Readers familiar with GPUs can skim or even skip this section. The second section offers an

introductory overview of Kinetica’s GPU-accelerated architecture for in-memory databases, with

emphasis on its suitability for various applications. The third section characterizes Kinetica’s

performance by providing highlights from both benchmark testing and real-world experience.

GPUs 101 The foundation for affordable and scalable real-time data analytics exists based on steady

advances in CPU, memory, storage and networking technologies. Major changes in database

price/performance occurred with the advent of solid state storage and more affordable random

access memory (RAM). For very large data sets, performance can be accelerated using RAM or

flash cache, and/or solid state drives (SSDs). And the ability to configure servers with terabytes of

RAM now makes in-memory databases increasingly common.

These changes have shifted the performance bottleneck from input/output to processing. To

address the need for faster processing at scale, CPUs now contain as many as 32 cores. But even

the use of multi-core CPUs deployed in large clusters of servers can make sophisticated analytical

applications unaffordable for all but a few organizations.

The most cost-effective way to address this performance bottleneck today is the Graphics Processing Unit. GPUs are capable of processing data up to 100 times faster than configurations

containing CPUs alone. The reason for such a dramatic improvement is their massively parallel

processing capabilities, with some GPUs containing nearly 5,000 cores—over 100 times more

than the 16-32 cores found in today’s most powerful CPUs. The GPU’s small, efficient cores are


also better suited to performing similar, repeated instructions in parallel, making it ideal for

accelerating the processing-intensive workloads common in data analysis.

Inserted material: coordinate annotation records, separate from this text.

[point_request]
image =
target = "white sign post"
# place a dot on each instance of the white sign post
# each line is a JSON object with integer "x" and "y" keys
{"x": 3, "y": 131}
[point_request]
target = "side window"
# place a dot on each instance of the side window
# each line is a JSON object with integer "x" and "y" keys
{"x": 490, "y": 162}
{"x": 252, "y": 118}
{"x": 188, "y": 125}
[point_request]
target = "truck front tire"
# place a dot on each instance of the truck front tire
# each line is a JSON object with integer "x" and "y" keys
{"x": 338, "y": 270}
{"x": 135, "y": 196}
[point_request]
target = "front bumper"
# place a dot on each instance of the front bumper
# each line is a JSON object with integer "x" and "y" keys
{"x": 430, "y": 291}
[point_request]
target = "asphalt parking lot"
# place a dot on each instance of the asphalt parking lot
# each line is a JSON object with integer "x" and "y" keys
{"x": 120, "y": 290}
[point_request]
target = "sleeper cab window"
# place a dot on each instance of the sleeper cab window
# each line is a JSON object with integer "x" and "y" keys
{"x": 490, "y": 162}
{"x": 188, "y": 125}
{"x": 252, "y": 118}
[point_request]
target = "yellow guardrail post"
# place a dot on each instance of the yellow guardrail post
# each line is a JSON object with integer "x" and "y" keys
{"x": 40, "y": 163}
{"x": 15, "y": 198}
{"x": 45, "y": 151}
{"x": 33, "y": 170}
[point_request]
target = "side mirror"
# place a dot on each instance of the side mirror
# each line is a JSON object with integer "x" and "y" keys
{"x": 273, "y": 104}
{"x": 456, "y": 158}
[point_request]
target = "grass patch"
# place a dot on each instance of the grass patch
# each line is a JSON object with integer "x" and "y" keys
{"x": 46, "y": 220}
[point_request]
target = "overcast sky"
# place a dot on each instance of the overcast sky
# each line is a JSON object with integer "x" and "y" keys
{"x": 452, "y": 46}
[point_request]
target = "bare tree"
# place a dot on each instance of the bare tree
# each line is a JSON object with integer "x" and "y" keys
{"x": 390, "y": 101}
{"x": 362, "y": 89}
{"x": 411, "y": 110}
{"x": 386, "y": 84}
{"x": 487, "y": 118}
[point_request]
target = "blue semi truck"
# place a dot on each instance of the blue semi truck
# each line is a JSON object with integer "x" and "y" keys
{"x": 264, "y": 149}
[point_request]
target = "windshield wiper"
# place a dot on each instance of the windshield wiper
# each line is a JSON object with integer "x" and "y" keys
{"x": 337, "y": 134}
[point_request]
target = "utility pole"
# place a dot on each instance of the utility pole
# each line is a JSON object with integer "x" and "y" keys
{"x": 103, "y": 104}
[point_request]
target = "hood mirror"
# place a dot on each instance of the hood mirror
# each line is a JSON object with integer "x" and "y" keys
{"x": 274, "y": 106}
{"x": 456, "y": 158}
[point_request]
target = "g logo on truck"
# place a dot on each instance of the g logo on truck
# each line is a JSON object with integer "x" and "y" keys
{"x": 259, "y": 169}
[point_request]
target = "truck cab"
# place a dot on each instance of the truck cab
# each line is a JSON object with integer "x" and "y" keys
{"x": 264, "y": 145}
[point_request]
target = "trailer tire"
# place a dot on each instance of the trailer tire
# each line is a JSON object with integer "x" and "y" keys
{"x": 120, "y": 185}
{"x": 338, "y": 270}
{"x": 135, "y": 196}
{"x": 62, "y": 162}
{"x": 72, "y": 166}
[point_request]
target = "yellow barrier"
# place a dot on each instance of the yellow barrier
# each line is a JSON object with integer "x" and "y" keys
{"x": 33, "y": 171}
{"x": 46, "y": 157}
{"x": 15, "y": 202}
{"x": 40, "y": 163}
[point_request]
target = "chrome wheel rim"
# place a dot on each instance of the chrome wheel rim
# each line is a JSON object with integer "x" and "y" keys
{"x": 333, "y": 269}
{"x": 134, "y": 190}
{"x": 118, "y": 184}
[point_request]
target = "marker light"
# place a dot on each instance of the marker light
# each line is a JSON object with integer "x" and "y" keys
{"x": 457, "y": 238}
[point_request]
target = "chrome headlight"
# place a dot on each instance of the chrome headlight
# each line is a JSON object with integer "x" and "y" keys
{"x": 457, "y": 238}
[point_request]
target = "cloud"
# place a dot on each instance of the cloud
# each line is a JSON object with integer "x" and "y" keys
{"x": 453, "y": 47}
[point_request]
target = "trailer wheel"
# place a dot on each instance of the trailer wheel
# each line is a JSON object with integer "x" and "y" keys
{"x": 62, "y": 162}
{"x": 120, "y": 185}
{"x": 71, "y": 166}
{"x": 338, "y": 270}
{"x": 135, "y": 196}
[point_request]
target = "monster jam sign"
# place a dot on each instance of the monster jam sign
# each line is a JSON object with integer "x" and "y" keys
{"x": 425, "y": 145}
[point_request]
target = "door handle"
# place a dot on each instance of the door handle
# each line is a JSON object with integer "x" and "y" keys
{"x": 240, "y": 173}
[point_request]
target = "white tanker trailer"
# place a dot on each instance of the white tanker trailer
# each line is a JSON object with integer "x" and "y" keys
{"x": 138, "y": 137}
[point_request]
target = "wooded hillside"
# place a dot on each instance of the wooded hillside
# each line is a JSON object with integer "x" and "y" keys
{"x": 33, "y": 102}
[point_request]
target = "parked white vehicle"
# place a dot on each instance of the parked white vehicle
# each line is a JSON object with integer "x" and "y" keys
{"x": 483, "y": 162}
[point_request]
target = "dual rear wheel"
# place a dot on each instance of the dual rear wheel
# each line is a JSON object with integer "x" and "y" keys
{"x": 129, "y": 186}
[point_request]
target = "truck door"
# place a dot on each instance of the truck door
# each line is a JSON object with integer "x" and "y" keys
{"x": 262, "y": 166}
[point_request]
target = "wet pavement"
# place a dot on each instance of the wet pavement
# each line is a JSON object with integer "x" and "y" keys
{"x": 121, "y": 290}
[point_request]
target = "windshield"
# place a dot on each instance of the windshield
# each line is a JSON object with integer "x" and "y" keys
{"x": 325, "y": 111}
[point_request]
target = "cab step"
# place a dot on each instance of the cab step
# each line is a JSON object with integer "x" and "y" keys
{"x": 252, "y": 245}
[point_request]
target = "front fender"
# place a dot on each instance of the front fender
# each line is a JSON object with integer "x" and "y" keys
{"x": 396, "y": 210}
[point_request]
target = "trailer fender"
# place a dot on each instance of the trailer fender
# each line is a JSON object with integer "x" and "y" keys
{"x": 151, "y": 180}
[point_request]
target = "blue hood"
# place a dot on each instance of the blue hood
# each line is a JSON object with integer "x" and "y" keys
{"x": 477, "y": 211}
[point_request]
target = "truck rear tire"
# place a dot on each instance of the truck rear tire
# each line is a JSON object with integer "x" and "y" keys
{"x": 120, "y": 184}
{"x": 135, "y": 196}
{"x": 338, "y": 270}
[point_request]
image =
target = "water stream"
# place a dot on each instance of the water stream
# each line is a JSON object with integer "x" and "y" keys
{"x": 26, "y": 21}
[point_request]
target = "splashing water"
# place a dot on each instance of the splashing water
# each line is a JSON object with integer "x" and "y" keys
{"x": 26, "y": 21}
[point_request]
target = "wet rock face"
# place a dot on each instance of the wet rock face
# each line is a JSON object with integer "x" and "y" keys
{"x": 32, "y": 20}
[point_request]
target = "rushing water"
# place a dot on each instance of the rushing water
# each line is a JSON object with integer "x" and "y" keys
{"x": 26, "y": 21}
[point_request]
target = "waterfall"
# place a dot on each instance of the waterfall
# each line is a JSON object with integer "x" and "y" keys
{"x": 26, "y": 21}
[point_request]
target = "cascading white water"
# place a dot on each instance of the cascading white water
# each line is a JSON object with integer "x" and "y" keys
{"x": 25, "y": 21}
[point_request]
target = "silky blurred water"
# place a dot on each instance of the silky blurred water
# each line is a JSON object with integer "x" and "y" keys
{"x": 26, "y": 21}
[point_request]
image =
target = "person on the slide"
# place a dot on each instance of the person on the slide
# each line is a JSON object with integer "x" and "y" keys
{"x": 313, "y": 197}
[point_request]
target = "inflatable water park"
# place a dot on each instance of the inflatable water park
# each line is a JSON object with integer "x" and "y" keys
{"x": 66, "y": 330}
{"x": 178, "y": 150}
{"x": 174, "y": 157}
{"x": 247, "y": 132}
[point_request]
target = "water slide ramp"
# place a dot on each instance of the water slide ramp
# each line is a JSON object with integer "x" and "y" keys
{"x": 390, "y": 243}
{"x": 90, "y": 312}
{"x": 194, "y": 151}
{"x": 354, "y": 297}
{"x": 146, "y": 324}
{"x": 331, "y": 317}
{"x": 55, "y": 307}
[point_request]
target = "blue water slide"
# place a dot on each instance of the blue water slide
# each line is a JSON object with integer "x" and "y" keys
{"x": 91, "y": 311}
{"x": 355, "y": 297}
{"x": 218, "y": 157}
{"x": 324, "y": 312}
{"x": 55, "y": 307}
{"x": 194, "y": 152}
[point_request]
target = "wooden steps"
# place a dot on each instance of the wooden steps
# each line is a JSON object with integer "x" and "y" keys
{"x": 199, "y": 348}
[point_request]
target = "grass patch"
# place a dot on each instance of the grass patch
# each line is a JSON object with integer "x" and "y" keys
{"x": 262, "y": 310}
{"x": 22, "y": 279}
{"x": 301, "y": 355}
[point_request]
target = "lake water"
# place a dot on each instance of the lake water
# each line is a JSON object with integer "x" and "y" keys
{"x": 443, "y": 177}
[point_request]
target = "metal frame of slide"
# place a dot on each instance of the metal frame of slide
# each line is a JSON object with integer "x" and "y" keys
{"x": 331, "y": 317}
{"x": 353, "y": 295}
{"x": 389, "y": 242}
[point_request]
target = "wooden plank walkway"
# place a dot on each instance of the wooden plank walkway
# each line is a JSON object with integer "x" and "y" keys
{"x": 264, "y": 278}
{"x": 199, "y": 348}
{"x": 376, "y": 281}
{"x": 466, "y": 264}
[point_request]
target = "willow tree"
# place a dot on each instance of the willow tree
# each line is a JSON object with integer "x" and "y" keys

As the name implies, the GPU was initially designed to process graphics. The first-generation GPU

was installed on a separate card with its own memory (video RAM) as the interface to the PC’s

monitor. The configuration was especially popular with gamers who wanted superior real-time

graphics. Over time, both the processing power and the programmability of the GPU advanced,

making it suitable for additional applications.

GPU architectures designed for high-performance computing applications were initially

categorized as General-Purpose GPUs. But the rather awkward GPGPU moniker soon fell out of

favor once the industry came to realize that both graphics and data analysis applications share

the same fundamental requirement for fast floating point processing.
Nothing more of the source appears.